Studies show how magnesium supplementation of 500 mg daily improves sleep efficiency as well as increases the concentrations of melatonin, cortisol, and renin, helping your body balance its hormones.
Magnesium and Muscles
Most active people increase their magnesium intake due to its role in regulating muscle contractions and reducing soreness. In your muscles, magnesium acts as a calcium blocker, helping them relax instead of contract. That’s why, if you’re struggling with magnesium deficiency, you’ll most likely experience muscle cramps and spasms.
Magnesium and Headaches
One of the symptoms of an underactive thyroid or hypothyroidism are frequent headaches. Some studies have found that migraines are more often in people with lower magnesium levels, leading to a conclusion that optimal magnesium intake prevents or at least reduces the risk of developing migraines.
Magnesium and Blood Pressure
Many people struggle with high blood pressure or hypertension, and studies show a powerful link between magnesium supplementation and lowering your blood pressure levels. After only one month of consistent supplementation, there was a drastic improvement in blood pressure levels.
Magnesium is an incredibly important mineral with a plethora of important roles in the human body.
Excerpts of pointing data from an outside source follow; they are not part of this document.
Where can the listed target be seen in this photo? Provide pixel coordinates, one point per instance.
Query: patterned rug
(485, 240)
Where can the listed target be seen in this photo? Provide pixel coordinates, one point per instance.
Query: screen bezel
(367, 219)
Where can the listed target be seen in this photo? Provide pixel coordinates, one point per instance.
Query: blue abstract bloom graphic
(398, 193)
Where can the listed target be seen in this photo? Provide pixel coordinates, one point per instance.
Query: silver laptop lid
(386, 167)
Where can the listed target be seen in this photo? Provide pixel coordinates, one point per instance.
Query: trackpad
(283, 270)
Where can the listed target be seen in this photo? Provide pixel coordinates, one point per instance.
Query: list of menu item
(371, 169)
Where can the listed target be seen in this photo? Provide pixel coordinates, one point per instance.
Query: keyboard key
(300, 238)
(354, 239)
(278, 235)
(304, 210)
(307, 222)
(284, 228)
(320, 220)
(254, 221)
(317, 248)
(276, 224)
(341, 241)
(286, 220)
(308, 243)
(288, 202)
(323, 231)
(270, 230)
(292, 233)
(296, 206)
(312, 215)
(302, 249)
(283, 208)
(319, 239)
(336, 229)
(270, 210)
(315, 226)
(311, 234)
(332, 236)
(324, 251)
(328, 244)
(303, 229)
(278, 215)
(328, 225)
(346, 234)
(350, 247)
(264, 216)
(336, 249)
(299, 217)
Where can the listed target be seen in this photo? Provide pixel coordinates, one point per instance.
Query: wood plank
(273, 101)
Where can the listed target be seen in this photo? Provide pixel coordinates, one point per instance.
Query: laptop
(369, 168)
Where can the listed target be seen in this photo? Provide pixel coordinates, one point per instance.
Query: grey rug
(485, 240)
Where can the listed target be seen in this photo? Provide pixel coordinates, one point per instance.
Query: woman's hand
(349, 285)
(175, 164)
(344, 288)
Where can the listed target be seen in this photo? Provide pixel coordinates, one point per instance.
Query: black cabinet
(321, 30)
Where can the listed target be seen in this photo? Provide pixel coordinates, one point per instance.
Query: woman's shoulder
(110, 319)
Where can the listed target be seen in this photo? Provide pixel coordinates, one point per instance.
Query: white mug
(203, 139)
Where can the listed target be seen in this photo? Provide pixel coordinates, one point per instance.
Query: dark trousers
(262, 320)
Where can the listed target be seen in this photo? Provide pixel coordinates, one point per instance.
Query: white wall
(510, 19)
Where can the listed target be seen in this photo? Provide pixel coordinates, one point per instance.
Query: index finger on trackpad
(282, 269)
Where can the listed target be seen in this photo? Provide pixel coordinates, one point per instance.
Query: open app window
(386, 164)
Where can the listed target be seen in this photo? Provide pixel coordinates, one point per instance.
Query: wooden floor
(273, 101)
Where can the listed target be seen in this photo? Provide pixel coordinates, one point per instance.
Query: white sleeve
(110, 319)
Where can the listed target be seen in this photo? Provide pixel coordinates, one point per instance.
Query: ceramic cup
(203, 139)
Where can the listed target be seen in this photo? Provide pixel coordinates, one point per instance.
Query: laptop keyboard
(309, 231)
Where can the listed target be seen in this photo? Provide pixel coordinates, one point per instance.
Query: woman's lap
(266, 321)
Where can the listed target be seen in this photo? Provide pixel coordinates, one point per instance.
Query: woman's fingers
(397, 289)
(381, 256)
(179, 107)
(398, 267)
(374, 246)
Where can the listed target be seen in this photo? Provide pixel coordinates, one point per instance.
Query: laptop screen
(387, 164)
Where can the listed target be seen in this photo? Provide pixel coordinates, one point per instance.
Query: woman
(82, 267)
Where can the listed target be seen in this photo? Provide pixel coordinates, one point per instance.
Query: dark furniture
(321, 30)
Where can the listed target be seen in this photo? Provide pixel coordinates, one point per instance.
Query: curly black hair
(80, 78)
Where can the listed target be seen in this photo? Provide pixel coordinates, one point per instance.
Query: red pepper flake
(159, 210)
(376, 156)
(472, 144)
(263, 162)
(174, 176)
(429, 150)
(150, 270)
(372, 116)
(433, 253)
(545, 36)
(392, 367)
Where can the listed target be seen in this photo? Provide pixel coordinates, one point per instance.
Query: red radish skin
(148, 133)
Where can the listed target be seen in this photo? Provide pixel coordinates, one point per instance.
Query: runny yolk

From regulating blood pressure and blood sugar levels to improving sleep efficiency and promoting protein synthesis, having optimal magnesium levels should be something we all need to focus on.
Consequently, low magnesium levels can have a negative impact on all of these systems as well as the thyroid, leading to inflammation, thyroid dysfunction, and potentially even thyroid disease. Include a variety of magnesium-rich foods into your diet and test your magnesium levels so you can properly supplement if necessary.
The most common symptoms of magnesium deficiency are pretty vague, so instead of catching it late when it’s already had the possibility of causing irreversible damage, prevent it by paying attention to your actual magnesium intake and testing your levels to see where you’re at.